Architecture Layer is a concept where different architectural principles are applied at different stages of methodology to deliver projects of varying complexity and size. Rational Unified Process (RUP) terms and descriptions are used to demonstrate the examples.
Depending on the size and type of the project or any strategic initiative, different skills in the form of strategy planning, software and/or hardware architecture are required. The size of an IT organization will usually dictate the complexity of the project or program, which might require experienced architects and a different set of architectural skills to deliver such projects or programs.
There are several types such as Enterprise Architecture, Systems Architecture, Software Architecture and Solutions Architecture and it is necessary to establish the scope and definitions for each of these types. These relationships are explained through architecture layers and sub-layers, which are depicted in figure 1 and figure 2.
From a top-down approach in terms of involvement from strategy to technical solution delivery this type of architecture is most important in setting up proper foundation. Though the role existed for some time, the Enterprise Architect is now taking a very important position and playing a crucial role as part of the new alignment of IT with business objectives and goals. The Enterprise Architect typically works with business to define the road map for IT. Also, Enterprise Architect is responsible for defining technology standards for the rest of organization to follow. The resources that will play this role typically consist of working experience with all the rest of the architecture types.
This role falls between Enterprise Architect and Solution Architect but partially involves in the development of a project. The involvement of this role varies with each type of the project; with a much greater involvement for a complex or a large project to minimal or negligible participation for a smaller project. Also, sometimes this role can be supported by either Enterprise Architect or Solution Architect depending on the background of the resource designing the architecture.

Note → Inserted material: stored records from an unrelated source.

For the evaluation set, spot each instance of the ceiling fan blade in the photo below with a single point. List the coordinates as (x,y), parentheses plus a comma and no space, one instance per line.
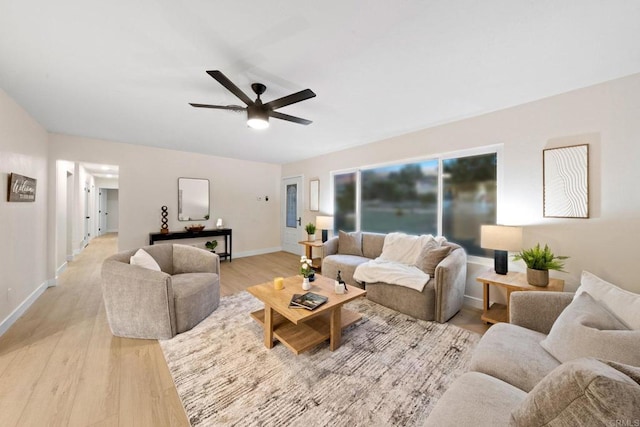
(290,99)
(219,107)
(282,116)
(224,81)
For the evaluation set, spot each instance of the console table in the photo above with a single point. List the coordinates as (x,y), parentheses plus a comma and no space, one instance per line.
(226,232)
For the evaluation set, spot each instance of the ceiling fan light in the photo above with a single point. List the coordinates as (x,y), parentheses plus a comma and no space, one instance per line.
(257,118)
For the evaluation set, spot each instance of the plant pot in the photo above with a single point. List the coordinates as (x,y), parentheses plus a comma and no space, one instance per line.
(537,277)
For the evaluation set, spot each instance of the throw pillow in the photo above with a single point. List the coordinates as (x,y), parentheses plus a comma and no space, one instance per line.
(582,392)
(623,304)
(402,248)
(586,329)
(350,243)
(430,257)
(143,259)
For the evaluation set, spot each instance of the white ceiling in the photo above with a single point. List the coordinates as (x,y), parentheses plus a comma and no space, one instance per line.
(126,70)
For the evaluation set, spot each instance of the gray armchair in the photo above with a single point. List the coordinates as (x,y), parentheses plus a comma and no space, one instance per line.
(149,304)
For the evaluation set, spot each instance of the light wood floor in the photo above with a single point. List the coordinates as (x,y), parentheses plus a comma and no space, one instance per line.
(60,364)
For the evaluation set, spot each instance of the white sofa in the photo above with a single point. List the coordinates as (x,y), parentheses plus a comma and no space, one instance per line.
(441,298)
(562,361)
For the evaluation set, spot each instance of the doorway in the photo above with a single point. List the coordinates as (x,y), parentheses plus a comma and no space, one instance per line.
(292,214)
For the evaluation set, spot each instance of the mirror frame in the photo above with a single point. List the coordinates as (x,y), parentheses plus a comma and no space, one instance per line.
(180,196)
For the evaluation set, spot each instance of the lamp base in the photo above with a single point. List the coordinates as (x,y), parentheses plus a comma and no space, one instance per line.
(500,262)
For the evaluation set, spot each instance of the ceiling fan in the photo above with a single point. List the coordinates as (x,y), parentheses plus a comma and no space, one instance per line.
(258,113)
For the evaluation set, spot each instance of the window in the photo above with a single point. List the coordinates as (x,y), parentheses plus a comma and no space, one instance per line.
(451,196)
(344,190)
(401,198)
(468,199)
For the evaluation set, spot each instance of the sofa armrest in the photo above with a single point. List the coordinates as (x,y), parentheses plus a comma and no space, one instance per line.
(537,310)
(190,259)
(138,301)
(330,247)
(450,282)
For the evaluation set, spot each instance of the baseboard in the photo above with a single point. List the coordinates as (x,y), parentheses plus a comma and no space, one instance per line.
(473,302)
(24,306)
(61,269)
(256,252)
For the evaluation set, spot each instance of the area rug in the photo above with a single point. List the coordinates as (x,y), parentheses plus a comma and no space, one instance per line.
(389,370)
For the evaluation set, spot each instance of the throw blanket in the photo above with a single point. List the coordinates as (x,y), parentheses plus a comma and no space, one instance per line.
(396,264)
(380,270)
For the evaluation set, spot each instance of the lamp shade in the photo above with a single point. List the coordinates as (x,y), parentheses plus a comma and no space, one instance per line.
(501,237)
(324,222)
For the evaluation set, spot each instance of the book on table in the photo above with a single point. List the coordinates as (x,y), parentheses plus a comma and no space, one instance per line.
(310,301)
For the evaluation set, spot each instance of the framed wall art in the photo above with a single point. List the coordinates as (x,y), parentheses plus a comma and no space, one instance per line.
(21,188)
(314,195)
(566,182)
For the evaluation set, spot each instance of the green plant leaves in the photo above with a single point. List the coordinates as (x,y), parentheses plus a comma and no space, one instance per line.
(541,259)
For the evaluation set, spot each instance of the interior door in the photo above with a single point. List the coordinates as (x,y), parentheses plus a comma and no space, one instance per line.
(292,214)
(102,210)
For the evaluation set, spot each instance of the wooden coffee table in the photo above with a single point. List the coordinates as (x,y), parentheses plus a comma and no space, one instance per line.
(300,329)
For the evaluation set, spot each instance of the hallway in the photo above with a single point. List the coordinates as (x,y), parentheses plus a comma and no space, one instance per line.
(60,364)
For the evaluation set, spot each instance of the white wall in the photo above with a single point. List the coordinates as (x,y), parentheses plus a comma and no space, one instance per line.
(606,116)
(148,179)
(23,226)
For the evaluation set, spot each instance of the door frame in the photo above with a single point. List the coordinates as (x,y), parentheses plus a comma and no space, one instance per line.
(283,220)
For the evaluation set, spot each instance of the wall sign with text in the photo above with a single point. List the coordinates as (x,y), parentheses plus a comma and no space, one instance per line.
(21,188)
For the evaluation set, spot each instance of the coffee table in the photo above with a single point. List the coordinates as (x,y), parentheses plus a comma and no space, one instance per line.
(300,329)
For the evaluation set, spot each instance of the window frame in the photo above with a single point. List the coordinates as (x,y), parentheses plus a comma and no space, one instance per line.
(496,149)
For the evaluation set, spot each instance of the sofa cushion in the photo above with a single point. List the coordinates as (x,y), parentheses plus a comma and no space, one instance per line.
(350,243)
(582,392)
(476,399)
(195,295)
(586,329)
(430,257)
(163,254)
(623,304)
(514,355)
(143,259)
(372,244)
(402,248)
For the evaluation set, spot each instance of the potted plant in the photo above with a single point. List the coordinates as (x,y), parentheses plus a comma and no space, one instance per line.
(212,245)
(307,271)
(311,231)
(539,262)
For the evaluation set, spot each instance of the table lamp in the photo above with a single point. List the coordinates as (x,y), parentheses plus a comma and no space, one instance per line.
(501,238)
(324,223)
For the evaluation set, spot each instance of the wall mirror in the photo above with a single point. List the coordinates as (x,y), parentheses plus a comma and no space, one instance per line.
(193,199)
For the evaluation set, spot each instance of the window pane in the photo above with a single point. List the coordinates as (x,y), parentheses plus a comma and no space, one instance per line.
(469,199)
(401,198)
(292,205)
(344,189)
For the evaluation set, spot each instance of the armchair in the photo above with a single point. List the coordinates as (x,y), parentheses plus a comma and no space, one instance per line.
(149,304)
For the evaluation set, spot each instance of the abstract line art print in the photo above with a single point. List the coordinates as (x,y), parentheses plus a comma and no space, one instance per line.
(566,182)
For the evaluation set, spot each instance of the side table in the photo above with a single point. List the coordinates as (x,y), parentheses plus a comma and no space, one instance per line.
(308,251)
(512,282)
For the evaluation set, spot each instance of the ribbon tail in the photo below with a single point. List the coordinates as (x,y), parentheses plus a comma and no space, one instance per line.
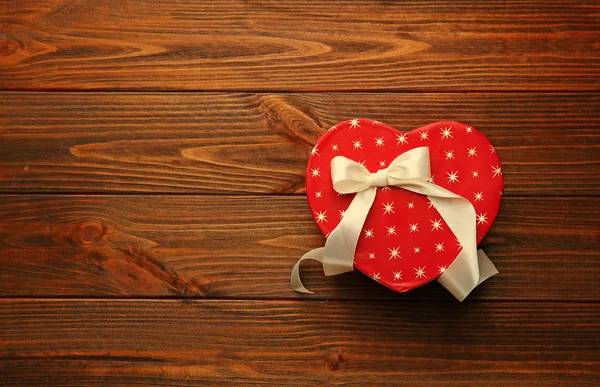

System Architecture also requires more involvement with infrastructure than the software design and development itself. Sometimes a typical infrastructure project, which usually requires more database and hardware type of design, may need only System Architect. The resources that evolve in to this role are usually from hardware, security or database areas. Very large organizations may have a dedicated role for this type of architecture requirement. But the objective of the System Architect is the delivery of the software solution or to prepare base for such delivery in the future.